NEWSLETTER | WOMEN IN MOTION
Social Media: The Battle of the Sexes
The evolution of technology in general, and the advent of the smartphone among other gadgets and the social media in particular, has meant that even the most change-resistant people are using social media at some level in their lives. As the age-old battle of the sexes continues, the social media has made for an interesting playing field for men and women. The question that arises is whether men, who are traditionally regarded as being dominant in a patriarchal society, are a dominant force in the fast-paced social-media world. Or are the women, who are very quick to adopt new products and services, ruling the roost in this sphere? Is it, or is it not, a battle of the sexes in the social-media arena?
by Andrew Ngozo
By its very nature, the social media is fast-paced and competition is intensely fierce. A recent study in the United States of America (USA) titled, ‘Miles Apart: How Women and Men Use Social Media and Mobile’, conducted with the sole intention of establishing social-media usage among men and women came to one definite conclusion: when it comes to social-media usage, men and women are miles apart with regard to how they use social media and mobile. “The adage, ‘Men are from Mars, women are from Venus’, applies when it comes to how consumers use mobile technology and social media,” says Catherine Clifford, a social-media analyst based in the USA. This, she continues, results from the fact that, according to the study, men and women turn to social media for different reasons and in varying degrees
“Men tend to turn to social media for business reasons more than women do. They also, somewhat surprisingly, turn to social media for dating purposes more than women do. Women, on the other hand, are more likely than men to use social media to stay in touch with family and friends, share photos with friends and to find how-to information,” Catherine reveals. Elaborating further, she explains that, similarly, men and women look to their smartphones for different reasons when they interact with brands. Men are more likely than women to scan a QR code or coupon code. Women, on the other hand, are more likely to follow a brand on social media so that they stay up to date about deals.

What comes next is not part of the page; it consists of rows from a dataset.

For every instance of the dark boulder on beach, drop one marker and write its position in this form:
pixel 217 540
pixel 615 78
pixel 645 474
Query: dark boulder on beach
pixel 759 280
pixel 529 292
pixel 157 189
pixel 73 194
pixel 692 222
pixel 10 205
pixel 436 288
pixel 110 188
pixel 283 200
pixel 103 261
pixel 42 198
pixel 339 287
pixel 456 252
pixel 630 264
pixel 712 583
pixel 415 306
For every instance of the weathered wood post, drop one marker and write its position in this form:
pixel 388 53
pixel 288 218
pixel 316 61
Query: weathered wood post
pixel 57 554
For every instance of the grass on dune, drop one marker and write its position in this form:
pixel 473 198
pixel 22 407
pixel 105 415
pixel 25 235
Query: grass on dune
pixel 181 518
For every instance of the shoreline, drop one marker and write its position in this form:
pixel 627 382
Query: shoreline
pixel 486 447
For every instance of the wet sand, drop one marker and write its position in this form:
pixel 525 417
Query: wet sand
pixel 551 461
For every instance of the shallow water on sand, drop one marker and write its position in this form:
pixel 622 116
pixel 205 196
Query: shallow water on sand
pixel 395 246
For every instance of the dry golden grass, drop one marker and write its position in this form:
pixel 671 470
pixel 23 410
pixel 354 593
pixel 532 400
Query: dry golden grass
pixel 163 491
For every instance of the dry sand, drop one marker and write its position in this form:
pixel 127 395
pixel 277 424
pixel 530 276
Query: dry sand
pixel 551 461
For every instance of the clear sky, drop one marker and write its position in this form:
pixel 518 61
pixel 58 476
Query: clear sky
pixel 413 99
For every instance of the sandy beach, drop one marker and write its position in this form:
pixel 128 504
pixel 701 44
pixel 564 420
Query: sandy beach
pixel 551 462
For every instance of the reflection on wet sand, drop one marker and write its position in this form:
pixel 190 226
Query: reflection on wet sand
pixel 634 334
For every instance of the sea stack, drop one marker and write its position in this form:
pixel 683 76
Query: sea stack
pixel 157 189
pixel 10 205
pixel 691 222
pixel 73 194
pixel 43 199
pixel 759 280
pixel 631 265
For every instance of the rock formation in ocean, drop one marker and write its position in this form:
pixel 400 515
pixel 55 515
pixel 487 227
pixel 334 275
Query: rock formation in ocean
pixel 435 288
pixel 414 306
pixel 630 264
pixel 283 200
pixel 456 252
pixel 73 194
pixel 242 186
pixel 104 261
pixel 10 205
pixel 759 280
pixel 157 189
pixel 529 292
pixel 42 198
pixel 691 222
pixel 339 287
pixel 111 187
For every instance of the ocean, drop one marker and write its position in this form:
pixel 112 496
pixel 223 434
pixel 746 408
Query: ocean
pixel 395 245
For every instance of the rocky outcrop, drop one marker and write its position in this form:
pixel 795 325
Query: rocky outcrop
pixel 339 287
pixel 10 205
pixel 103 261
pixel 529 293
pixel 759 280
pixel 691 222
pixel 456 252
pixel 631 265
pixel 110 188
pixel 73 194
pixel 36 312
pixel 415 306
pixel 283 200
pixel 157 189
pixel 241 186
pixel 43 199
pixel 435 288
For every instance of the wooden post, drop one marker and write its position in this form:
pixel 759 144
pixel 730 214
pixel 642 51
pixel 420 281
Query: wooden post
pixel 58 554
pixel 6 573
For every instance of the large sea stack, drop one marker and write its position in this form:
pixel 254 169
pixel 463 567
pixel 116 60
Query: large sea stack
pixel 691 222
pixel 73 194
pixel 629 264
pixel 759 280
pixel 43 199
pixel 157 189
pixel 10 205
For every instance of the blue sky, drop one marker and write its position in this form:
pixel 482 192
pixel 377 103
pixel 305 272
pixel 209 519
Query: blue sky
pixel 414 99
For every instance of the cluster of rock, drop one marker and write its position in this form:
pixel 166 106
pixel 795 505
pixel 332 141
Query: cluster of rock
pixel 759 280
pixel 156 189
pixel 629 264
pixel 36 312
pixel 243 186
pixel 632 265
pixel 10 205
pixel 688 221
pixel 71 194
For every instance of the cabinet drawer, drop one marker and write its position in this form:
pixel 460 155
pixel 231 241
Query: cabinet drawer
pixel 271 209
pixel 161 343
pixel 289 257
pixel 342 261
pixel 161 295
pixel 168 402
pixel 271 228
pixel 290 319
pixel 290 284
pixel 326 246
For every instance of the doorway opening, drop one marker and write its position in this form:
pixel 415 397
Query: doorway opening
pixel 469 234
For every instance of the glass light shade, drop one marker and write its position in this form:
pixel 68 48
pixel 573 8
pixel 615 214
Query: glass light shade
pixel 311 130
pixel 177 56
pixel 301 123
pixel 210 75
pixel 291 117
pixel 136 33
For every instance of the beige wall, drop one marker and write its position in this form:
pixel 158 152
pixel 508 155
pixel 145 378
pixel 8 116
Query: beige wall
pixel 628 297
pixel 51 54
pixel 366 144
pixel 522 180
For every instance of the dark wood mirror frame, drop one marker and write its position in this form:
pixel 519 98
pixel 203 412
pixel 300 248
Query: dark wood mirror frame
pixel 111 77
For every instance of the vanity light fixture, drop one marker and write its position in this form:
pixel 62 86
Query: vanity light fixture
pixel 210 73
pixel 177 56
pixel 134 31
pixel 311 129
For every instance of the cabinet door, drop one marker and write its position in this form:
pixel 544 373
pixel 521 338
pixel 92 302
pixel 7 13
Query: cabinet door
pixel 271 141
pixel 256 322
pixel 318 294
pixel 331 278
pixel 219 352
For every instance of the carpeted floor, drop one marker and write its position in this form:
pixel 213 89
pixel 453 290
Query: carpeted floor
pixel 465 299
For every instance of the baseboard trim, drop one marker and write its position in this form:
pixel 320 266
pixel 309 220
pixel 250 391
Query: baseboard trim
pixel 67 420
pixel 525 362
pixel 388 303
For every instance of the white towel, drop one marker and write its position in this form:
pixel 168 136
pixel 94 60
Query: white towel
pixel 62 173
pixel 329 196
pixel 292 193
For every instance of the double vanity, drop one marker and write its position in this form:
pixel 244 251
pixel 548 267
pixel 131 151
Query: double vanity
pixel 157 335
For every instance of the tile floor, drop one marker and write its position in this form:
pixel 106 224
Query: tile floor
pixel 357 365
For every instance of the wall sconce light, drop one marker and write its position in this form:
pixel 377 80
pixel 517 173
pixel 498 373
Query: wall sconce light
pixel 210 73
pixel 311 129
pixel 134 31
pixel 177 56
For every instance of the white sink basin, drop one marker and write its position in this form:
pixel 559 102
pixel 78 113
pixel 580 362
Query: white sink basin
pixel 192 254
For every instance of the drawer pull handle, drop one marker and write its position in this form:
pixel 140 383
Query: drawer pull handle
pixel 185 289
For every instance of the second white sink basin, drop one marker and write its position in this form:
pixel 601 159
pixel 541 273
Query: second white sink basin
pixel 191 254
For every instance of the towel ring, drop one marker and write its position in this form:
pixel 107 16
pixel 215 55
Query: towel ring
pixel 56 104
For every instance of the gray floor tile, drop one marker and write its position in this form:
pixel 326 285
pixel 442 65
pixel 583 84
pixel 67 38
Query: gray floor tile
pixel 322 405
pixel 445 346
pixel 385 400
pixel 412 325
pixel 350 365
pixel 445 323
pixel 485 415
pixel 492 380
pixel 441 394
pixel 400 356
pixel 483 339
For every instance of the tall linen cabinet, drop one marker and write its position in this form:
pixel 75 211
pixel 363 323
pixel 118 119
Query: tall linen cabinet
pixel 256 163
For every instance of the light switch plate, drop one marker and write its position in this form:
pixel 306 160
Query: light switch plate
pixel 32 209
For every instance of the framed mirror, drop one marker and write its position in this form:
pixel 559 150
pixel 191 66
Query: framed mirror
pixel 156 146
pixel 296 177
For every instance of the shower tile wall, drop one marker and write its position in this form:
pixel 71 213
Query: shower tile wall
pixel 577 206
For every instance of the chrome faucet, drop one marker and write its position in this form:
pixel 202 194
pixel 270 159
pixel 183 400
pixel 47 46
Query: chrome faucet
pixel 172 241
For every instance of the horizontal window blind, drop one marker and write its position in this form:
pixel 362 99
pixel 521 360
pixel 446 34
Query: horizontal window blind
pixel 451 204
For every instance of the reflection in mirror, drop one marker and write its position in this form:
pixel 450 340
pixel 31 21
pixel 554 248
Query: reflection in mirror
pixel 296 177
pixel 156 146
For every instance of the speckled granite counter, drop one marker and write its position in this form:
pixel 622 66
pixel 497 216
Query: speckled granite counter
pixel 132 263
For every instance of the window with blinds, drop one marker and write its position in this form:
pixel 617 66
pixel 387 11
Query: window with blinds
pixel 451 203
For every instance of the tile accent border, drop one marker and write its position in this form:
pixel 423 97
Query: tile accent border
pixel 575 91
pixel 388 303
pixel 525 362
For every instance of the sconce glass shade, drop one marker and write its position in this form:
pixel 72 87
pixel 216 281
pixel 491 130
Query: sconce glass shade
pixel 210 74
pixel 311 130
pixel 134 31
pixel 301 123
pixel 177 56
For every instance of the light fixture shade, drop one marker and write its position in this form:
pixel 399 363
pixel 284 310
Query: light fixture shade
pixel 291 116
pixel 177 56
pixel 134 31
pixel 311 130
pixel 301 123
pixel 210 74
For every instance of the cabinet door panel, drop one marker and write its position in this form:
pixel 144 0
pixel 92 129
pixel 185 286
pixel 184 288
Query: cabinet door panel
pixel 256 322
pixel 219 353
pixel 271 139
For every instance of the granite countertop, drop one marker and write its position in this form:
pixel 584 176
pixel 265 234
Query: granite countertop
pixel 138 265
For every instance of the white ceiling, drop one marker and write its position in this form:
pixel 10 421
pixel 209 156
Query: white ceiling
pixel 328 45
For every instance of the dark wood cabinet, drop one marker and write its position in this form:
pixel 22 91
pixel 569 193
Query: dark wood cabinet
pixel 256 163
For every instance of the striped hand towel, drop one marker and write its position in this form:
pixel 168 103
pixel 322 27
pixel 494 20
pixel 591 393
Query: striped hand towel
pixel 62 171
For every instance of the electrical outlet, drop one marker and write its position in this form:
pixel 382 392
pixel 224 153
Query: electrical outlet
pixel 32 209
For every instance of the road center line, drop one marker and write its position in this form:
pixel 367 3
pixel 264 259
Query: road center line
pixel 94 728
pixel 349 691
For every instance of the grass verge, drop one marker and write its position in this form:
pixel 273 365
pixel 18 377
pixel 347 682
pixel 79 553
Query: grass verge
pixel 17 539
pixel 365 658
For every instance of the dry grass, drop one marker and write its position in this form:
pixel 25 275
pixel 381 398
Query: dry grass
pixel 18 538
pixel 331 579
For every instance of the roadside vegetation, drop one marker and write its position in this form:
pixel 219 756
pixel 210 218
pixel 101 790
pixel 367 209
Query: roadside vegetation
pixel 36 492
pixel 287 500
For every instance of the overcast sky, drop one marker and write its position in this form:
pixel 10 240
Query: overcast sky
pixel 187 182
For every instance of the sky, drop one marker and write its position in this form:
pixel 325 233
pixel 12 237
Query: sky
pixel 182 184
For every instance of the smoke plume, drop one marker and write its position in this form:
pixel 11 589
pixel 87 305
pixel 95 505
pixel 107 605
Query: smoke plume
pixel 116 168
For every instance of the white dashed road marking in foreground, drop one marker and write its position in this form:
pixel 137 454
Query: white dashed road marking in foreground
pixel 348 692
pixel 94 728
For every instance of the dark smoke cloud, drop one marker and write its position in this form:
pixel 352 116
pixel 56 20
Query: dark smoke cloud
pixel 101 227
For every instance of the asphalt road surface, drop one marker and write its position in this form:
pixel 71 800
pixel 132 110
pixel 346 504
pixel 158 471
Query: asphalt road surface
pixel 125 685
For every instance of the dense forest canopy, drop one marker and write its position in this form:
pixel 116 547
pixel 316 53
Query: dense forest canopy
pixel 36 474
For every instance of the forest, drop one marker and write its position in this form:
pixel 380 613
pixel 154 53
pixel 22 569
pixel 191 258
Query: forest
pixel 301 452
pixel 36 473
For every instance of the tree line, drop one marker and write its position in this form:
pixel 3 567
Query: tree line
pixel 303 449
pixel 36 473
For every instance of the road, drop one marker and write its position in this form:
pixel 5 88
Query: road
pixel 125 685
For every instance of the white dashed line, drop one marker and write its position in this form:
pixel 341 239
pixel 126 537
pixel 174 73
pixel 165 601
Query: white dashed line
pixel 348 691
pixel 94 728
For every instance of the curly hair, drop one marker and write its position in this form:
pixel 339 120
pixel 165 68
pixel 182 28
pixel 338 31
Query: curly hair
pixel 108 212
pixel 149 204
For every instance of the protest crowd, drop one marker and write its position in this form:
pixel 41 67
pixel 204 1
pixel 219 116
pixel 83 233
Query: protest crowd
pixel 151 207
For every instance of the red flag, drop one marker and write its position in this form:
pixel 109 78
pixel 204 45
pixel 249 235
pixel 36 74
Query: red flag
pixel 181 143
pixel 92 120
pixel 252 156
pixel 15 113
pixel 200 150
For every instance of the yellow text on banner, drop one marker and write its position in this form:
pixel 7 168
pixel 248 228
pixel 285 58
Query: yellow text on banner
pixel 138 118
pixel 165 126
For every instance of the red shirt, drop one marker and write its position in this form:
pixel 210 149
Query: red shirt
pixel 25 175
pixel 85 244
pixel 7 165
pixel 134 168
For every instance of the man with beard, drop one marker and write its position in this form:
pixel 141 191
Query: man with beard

The Dynamics of Social-media Usage Let’s get into the details with regard to the different dynamics of social-media usage among men and women. Twenty-seven percent of the men who took part in the survey said they used social media for business reasons, in contrast with 22% of women who did the same. On the dating front, the study revealed that more men than women used social networks to find that ideal partner. Catherine observes: “However, women are more likely to use social
media for relationships, sharing and self-help.” With regard to online brand interaction, there are stark differences in how men and women interact with digital promos. Whereas a man would opt for quick access to deals or information, women are likely to like or follow a brand before active engagement. In the same vein, women, reveals Catherine, are less likely to take action on paid digital advertising. They are inclined to ignore social-media and mobile-text adverts more often than men do.
Let us now look at some of the big social-media players in the world and how they fare vis-à-vis men in contrast to women’s social-media usage. In total, 71% of women use social networks compared with 62% of men. A closer look at Twitter reveals that 62% of its total user base is female. Facebook, on the other hand, is gaining momentum, with a 58% female user base. Further breaking down Facebook usage points to an interesting phenomenon. Sixty-two percent of the sharing done on Facebook is done by its female users, who, on average, have 8% more friends than men. Interestingly, 8 out of 10 women say that their Facebook friends annoy them!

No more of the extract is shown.